Wet Leg
MOISTURIZER
Domino/GoodToGo (VÖ: 11.7.)
Bitte gut eincremen: Die Postpunk-Retterinnen meistern das zweite Album mit Bravour.
Wie soll man weitermachen, wenn man im Debütalbum ein paar Monsterhits auf die Welt losgelassen hat? Nicht ohne Grund gilt das zweite Album als Herausforderung – entwickelt man sich weiter? Bleibt man bei dem Sound, der so gut funktioniert hat? Egal, welchen Weg man auch gehen will, beide bergen die Gefahr, von den Jublern zerrissen, oder noch schlimmer, ignoriert zu werden.
Und Wet Leg? Haben sich für einen Zwischenweg entschieden: Spuren der unglaublich eingängigen Hooks, die „Wet Dream“ und „Chaise Longue“ zu Hits gemacht haben, sind noch da. Aber insgesamt ist alles roher, rougher, ungeschliffener. Ein bisschen punkiger, wenn auch nicht immer vom Sound – da wäre etwa das verträumte Liebeslied „Davina McCall“ –, aber mindestens doch vom Vibe.

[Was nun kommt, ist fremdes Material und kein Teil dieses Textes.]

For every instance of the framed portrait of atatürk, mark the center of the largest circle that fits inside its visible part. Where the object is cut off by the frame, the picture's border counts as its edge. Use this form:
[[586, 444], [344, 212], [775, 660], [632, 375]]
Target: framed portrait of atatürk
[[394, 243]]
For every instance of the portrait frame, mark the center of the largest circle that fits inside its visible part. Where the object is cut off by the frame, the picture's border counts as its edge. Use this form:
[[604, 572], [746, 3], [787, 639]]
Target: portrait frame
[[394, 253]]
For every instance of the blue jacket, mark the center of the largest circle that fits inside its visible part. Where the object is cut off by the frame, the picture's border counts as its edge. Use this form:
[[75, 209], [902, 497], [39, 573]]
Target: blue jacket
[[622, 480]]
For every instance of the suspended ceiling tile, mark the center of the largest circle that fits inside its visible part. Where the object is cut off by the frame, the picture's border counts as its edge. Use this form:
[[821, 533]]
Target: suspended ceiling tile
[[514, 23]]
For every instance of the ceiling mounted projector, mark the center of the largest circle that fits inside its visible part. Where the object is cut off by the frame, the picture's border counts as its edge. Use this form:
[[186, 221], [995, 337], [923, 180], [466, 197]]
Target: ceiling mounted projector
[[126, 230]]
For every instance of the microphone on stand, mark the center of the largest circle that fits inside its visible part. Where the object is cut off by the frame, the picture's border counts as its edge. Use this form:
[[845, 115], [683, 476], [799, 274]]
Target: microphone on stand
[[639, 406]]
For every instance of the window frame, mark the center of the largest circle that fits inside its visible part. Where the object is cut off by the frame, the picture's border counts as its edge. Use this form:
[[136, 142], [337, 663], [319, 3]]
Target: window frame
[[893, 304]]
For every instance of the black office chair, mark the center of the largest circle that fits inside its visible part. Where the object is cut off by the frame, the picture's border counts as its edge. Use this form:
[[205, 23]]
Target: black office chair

Am besten klingt das Quintett aber immer noch, wenn sie bestechend akkurat ihre Aggressionen rauslassen, so etwa auf „Catch These Fists“, dem aus hungrigem Begehren bestehenden Sexsong des Jahres „Pillow Talk“, oder das herrlich fese „Mangetout“, ein Song wie eine zuckersüße Dampfwalze. Apropos zuckersüß: Ganz groß wird es, wenn Sängerin Rhian Teasdale von der Liebe singt. So etwa auf „Pond Song“: „I’ve never been so deep in love!“ Oder auf „Pokemon“: „I don’t wanna go slow!“ Genau diesen Spirit brauchen wir wahrscheinlich in einem Sommer zwischen multiplen Krisen, Weltuntergangsszenarien und Hunger auf Leben.
Diese Review erschien zuerst im Musikexpress 08/2025.